The diffusion model describes how infected individuals spread an infection to susceptible individuals. Alternatively, it describes the adoption of a product or technology as adopters influence potential adopters through word of mouth. I will refer to it as the SI model, based on the first scenario, Figure 1.

Figure 1: SI DIffusion Model

The model has two loops, and the impacts of the loops show shifting loop dominance from the reinforcing loop, R1 to the balancing loop. Read Diffusion Model for this analysis. In the Newtonian Interpretative Framework, feedback loops are viewed as forces, measured by loop impact. As forces, the loops do work on the stocks. Reinforcing loops inject dynamic energy into stocks, making them change faster. By contrast, balancing loops remove energy, slowing down their change.

Kinetic Energy

Changes in a stock are measured by its rate of change or flow. Kinetic energy is proportional to the square of the rate of change, just as in mechanics. This kinetic energy measures how fast a stock changes. For example, the kinetic energy of the infected stock rises to a peak at the transition between the loops, and declines afterwards, Figure 2. The first phase is dominated by R1 because it injects more energy than B1 removes, leading to an increase in Infected‘s kinetic energy. After the transition, B1 does more work than R1. Thus, the net effect is that energy is removed from Infected and it slows down, Figure 2.
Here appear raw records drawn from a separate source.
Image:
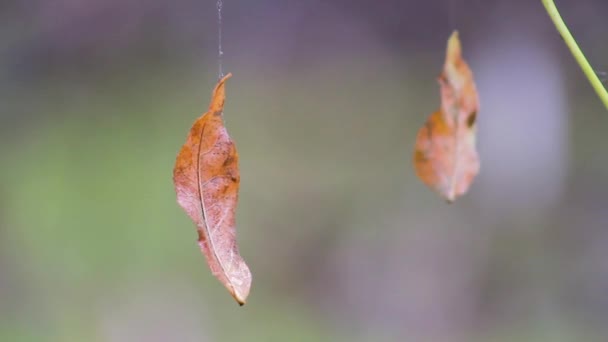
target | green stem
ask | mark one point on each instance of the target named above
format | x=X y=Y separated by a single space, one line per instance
x=576 y=51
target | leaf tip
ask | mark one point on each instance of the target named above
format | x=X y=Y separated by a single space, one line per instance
x=454 y=48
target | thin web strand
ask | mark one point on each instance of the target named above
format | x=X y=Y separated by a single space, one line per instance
x=220 y=52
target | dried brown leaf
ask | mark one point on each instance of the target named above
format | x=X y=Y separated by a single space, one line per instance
x=446 y=158
x=206 y=178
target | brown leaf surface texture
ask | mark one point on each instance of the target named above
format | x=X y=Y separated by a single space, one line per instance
x=206 y=178
x=446 y=158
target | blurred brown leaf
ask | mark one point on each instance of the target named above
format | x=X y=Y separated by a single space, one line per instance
x=206 y=178
x=445 y=158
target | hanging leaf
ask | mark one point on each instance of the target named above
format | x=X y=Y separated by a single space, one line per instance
x=206 y=178
x=445 y=158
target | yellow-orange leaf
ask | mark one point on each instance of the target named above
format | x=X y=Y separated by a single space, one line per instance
x=445 y=158
x=206 y=178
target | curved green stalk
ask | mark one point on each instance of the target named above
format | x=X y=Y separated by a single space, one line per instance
x=576 y=51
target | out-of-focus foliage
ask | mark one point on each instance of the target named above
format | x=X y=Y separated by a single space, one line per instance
x=344 y=242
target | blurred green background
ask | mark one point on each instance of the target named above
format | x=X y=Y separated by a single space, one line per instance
x=344 y=243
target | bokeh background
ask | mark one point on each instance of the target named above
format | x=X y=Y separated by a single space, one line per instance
x=345 y=244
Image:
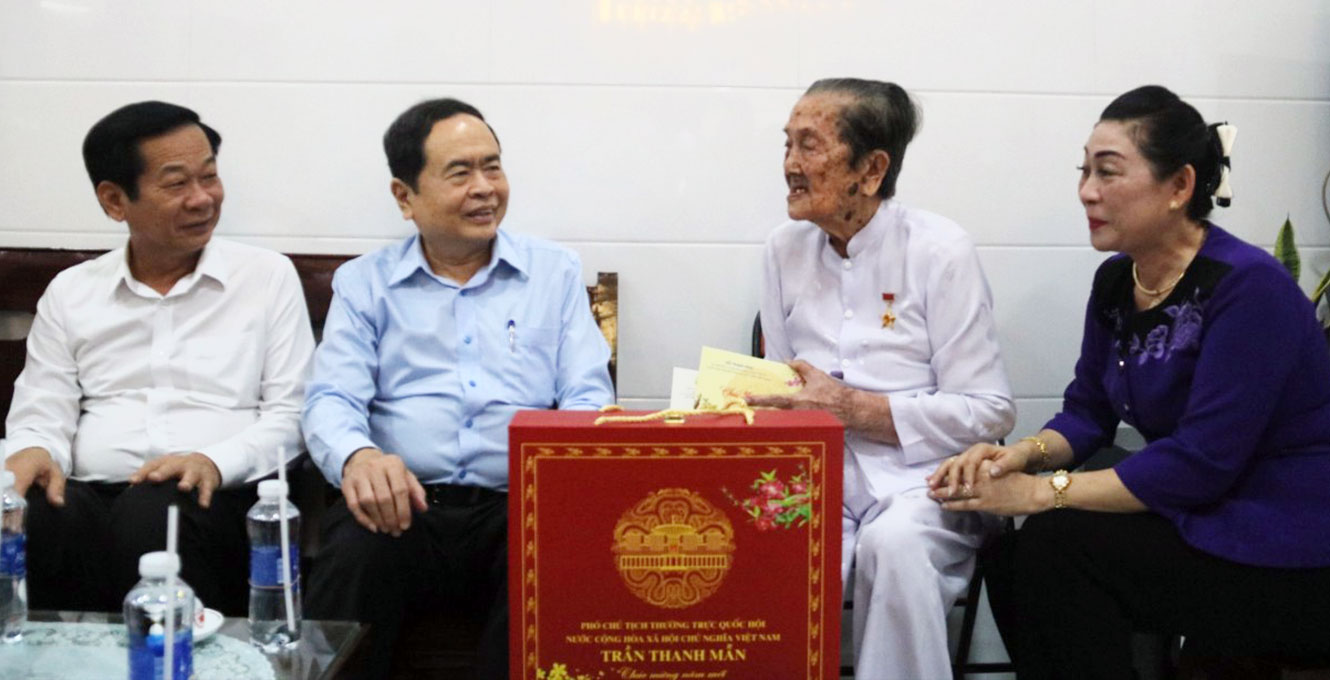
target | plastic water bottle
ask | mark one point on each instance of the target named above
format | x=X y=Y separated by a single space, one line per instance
x=13 y=560
x=146 y=608
x=269 y=628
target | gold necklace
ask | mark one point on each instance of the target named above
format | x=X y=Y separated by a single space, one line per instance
x=1156 y=292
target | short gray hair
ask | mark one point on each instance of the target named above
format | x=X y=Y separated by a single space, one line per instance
x=881 y=116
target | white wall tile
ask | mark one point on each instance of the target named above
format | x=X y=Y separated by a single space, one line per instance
x=1039 y=300
x=93 y=39
x=1229 y=48
x=1038 y=45
x=342 y=40
x=657 y=43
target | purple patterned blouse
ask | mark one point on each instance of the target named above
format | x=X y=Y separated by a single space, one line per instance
x=1229 y=382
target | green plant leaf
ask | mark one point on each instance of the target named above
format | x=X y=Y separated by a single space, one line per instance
x=1286 y=252
x=1321 y=289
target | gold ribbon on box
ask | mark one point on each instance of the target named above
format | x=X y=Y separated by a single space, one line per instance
x=732 y=406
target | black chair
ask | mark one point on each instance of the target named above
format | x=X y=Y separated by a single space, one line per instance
x=962 y=666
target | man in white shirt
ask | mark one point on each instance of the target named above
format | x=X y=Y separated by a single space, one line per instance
x=885 y=313
x=170 y=370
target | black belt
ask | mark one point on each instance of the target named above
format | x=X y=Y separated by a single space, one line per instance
x=460 y=494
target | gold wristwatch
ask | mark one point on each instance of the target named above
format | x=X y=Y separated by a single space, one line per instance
x=1062 y=481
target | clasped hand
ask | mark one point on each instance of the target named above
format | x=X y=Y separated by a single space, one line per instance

Figure 2: Infected and its kinetic energy in the SI Model

Power

The power of a feedback loop is the rate at which it flows energy into, or out from, a stock. It is derived from force and is proportional to impact. Figure 3 shows R1 imparting energy into the infected stock. It peaks before the transition point. Loop B1 is delayed in removing energy from the stock, hence its kinetic energy increases. The power of B1 peaks after the transition point, Figure 3. The absolute values of the two powers are numerically equal at the transition point.

Figure 3: Power of loops R1 and B1 in the SI Model

The energy flows can be placed in the Stock-Flow diagram, Figure 4, illustrating the role of the two loops in the system. In the absence of any other balancing loops, the system only stabilises when all the energy imparted by R1 has been removed by B1, leading to the susceptibles being depleted.

Figure 4: Stock-flow model annotated with energy flows of the loops

Work Done

The work done by a feedback loop is an accumulation of the energy it transfers over an interval of time. Figure 5 compares the work done by each loop with the change in kinetic energy of Infected. By the time stability is reached, loop B1 has removed all the energy deposited by R1, time 30. Before that point, R1 has done more work than B1. The excess energy resides in Infected‘s kinetic energy. The peak difference between the two loops is at the transition point. Figure 6 expresses that difference as a bar chart.

Figure 5: Work done by loops and Infected stock’s kinetic energy, in the SI model.
Figure 6: Work done by loops at the loop impact transition point, in the SI model.

The value of the energy approach lies in its description of the cumulative effect of the loops, rather than an instant-by-instant measurement at each point in time. Stability is attained because the two loops have transferred the same amount of energy, e.g., Figure 6. Work done indicates the purpose of each loop within the context of the entire system.